UT Arlington has received 10 commercialization grants since the program began in 2007, the most of any UT System institution.
The award comes from a $2 million Texas Ignition fund created by the UT System Board of Regents in 2007 to speed the commercialization of discoveries made at the UT System campus laboratories and move them into the marketplace. Grants awarded in the latest round ranged from $44,000 to $50,000 at eight UT System institutions.
Haiying Huang, assistant professor of Mechanical and Aerospace Engineering at UT Arlington, developed a wireless sensor system that transmits ultrasonic waves using unpowered microwave components. The sensor could replace existing wired ultrasound sensors used in the aerospace industry, chemical plants, and manufacturing facilities for monitoring and inspection purposes. The grant will help move that technology into production.
Discoveries and inventions at UT institutions often require additional funding to develop product applications to attract investors and move the technology into the marketplace.
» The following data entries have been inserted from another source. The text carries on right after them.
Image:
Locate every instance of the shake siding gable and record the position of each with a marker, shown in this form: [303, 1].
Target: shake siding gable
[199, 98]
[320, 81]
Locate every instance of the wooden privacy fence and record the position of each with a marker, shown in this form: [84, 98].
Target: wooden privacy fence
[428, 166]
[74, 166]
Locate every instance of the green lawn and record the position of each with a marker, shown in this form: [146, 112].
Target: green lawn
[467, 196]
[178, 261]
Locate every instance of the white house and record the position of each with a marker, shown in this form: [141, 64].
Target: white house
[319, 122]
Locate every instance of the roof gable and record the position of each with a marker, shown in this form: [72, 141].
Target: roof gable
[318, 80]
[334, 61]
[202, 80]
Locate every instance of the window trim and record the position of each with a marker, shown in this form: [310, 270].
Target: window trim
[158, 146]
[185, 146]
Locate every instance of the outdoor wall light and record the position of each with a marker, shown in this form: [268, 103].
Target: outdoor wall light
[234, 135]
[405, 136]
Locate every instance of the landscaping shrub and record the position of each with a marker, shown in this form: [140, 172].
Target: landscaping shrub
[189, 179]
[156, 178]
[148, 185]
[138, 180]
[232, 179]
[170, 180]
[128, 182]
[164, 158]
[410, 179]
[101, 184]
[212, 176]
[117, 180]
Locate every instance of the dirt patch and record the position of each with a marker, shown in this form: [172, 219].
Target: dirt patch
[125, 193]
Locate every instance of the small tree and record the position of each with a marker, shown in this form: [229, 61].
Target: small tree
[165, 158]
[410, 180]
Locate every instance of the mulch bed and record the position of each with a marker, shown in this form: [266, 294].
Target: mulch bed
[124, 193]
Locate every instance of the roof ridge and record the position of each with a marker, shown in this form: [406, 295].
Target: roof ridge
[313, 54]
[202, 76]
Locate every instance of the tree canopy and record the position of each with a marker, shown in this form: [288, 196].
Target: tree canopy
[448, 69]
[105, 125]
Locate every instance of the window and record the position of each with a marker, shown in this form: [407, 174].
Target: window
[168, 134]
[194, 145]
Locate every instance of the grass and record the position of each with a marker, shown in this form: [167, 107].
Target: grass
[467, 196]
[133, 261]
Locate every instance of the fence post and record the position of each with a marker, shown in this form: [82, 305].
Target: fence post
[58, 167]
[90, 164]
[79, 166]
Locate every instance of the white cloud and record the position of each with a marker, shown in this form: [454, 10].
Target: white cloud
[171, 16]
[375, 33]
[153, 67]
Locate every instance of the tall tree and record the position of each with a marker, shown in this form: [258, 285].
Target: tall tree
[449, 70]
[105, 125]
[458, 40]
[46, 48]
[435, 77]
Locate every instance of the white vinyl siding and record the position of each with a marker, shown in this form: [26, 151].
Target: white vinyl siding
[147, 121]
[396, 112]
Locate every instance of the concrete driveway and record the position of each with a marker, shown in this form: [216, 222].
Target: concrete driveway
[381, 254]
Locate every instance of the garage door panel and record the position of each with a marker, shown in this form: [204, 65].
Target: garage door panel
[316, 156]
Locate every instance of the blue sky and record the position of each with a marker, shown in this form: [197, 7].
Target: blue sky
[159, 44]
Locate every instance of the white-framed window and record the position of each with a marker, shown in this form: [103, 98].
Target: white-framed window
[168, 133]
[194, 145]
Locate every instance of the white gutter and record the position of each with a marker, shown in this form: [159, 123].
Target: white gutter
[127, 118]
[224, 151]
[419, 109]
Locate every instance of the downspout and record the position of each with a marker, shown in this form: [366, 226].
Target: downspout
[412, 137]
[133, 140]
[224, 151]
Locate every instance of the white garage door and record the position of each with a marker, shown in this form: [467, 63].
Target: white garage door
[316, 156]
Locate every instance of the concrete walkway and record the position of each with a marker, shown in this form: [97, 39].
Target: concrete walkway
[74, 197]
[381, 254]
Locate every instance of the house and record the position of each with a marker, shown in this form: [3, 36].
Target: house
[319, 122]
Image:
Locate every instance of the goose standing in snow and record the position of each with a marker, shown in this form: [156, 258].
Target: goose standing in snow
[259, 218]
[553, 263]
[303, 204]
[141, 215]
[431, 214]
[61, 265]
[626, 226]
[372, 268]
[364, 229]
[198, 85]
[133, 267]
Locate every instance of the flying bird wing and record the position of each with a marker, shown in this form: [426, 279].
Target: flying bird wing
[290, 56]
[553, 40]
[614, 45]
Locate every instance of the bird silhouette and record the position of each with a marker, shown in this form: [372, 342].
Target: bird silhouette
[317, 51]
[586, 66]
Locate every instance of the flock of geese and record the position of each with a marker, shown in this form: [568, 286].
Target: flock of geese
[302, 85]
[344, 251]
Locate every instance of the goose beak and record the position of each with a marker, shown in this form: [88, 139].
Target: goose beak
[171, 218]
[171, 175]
TIF funds are used primarily for personnel, equipment, supplies, instrument use fees, market analyses and business plans.
"The grant will help put Dr. Huang's technology on the market," said Kelsey Downum, senior associate vice president of research for UT Arlington. "UT Arlington has done very well in securing TIF grants."
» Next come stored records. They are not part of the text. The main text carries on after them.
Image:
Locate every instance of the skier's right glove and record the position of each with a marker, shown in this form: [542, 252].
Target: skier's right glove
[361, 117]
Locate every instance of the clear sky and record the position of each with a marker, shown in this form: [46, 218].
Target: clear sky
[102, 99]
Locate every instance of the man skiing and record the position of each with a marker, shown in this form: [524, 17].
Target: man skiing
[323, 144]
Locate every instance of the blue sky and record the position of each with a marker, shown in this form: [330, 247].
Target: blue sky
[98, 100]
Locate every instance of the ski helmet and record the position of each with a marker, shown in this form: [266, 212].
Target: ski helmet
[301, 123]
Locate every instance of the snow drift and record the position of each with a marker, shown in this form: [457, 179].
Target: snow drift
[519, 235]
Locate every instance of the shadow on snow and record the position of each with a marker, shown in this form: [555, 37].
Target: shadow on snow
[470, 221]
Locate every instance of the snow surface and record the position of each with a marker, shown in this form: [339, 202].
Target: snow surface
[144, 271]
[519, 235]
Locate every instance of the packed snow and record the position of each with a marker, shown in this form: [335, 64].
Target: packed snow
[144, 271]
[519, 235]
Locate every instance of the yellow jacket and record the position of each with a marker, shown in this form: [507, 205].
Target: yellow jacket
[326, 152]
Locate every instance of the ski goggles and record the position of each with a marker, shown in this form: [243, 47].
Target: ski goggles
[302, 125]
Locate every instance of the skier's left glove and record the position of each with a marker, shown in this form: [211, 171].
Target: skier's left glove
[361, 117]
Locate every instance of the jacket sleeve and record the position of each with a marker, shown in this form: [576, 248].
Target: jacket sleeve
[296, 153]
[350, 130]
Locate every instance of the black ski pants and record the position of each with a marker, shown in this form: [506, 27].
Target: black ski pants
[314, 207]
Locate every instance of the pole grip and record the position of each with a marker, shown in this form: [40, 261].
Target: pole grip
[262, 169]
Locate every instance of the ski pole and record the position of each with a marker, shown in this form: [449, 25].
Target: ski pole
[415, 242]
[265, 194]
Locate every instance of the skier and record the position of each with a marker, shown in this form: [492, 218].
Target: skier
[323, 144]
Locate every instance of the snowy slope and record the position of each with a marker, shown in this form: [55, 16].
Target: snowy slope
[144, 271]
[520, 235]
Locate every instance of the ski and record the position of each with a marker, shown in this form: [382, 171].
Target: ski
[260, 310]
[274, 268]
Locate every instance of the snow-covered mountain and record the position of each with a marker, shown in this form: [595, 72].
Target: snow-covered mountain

Past UT Arlington grant recipients and the entire list of winning entries is described in detail on the UT System web site.
The UT System's Office of Research and Technology Transfer (RTT) and the Ignition Fund Advisory Board (IFAB) have approved nearly $2 million in TIF program funds for 45 projects at 13 System institutions.
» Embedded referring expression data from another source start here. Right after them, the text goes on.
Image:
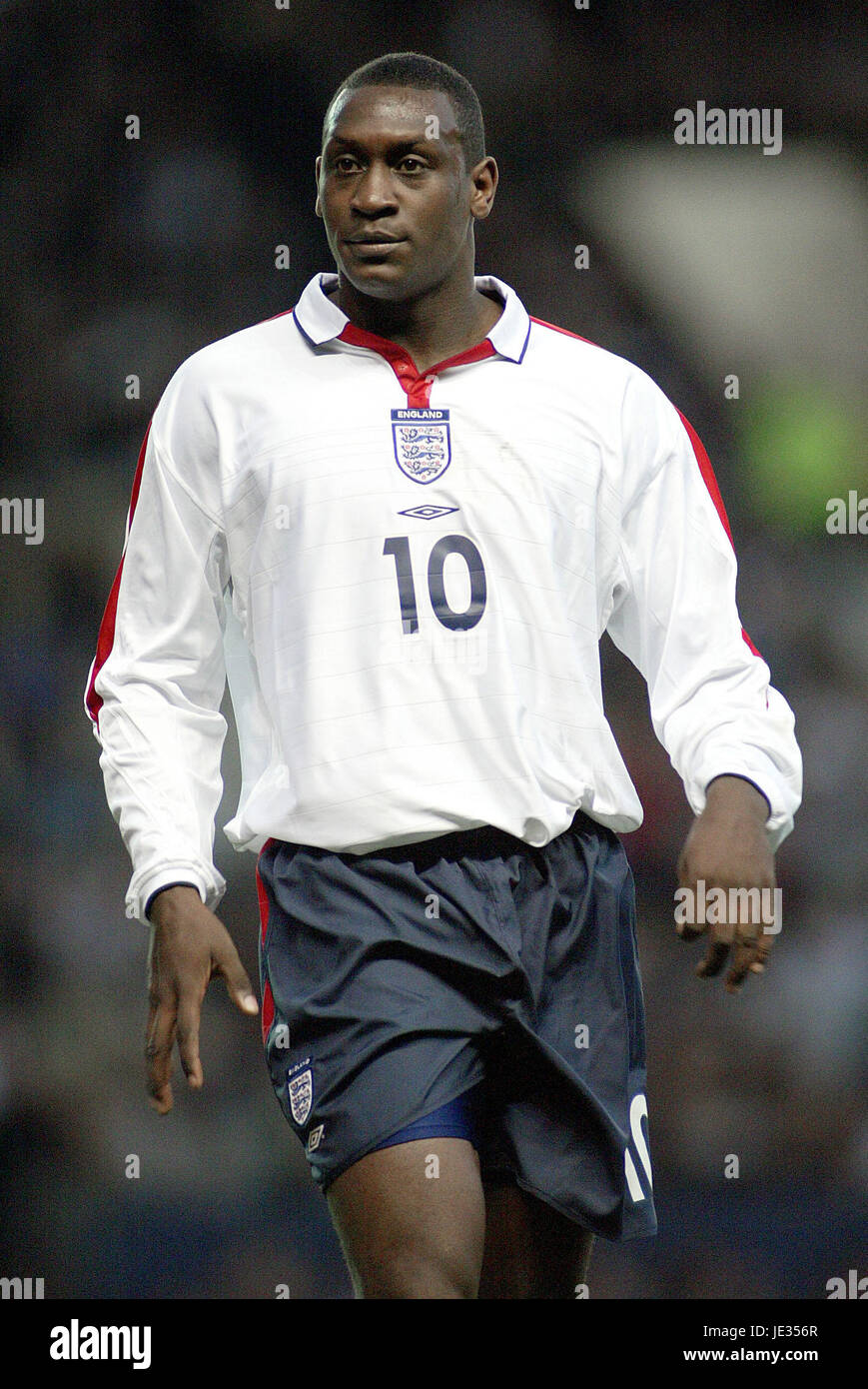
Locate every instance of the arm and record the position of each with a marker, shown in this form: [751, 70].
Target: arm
[153, 696]
[728, 732]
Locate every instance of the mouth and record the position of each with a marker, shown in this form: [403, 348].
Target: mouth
[374, 239]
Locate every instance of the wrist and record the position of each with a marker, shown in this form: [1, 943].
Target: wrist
[732, 791]
[167, 899]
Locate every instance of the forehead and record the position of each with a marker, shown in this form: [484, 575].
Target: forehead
[376, 114]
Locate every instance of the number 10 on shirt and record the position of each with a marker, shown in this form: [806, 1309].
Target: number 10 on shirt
[399, 548]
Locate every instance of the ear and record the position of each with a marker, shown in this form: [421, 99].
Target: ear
[483, 177]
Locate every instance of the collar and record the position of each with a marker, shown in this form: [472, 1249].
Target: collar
[321, 321]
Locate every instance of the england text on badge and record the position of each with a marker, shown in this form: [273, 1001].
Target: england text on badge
[423, 446]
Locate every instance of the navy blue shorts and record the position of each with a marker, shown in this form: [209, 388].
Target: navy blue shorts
[468, 965]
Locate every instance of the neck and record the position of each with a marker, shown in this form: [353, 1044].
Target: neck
[439, 324]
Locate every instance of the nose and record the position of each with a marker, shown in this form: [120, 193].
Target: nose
[373, 192]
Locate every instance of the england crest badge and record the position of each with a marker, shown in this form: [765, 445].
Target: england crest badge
[301, 1096]
[421, 442]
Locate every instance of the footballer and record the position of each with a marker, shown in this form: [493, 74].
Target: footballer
[398, 520]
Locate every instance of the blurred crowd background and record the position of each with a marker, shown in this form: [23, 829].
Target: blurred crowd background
[121, 257]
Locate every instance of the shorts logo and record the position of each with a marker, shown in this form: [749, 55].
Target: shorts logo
[421, 442]
[302, 1096]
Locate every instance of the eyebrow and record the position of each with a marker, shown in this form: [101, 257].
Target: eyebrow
[395, 148]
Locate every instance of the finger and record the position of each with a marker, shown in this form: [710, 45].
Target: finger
[159, 1051]
[189, 1015]
[687, 932]
[750, 956]
[714, 961]
[238, 985]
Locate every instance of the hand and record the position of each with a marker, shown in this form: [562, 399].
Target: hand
[728, 847]
[189, 946]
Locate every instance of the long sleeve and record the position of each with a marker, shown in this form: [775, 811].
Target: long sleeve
[157, 681]
[675, 617]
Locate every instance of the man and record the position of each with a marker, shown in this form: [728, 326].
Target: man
[399, 520]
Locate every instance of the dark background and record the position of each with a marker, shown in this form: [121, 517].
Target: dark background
[125, 256]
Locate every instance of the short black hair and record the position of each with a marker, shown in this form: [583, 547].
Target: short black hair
[417, 70]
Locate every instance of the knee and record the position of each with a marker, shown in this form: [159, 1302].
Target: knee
[419, 1271]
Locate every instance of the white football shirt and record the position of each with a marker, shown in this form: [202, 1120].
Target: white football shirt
[405, 580]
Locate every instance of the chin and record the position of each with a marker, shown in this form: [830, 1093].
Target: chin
[378, 282]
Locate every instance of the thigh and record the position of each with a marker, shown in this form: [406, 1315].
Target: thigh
[412, 1220]
[530, 1250]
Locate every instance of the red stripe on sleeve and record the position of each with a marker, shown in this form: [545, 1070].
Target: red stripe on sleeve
[708, 478]
[106, 637]
[263, 901]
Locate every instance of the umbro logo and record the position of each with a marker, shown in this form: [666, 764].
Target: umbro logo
[427, 513]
The University of Texas System is one of the nation's largest higher education systems, with nine academic campuses and six health institutions.
UT Arlington, with more than 28,000 students in undergraduate and graduate studies, is one of the largest institutions in the UT System. Dr. Huang's research is one example of the kind of high-tech developments under way at UT Arlington as it advances toward becoming a nationally recognized, Tier One research institution.
The University of Texas at Arlington is an Equal Opportunity and Affirmative Action employer.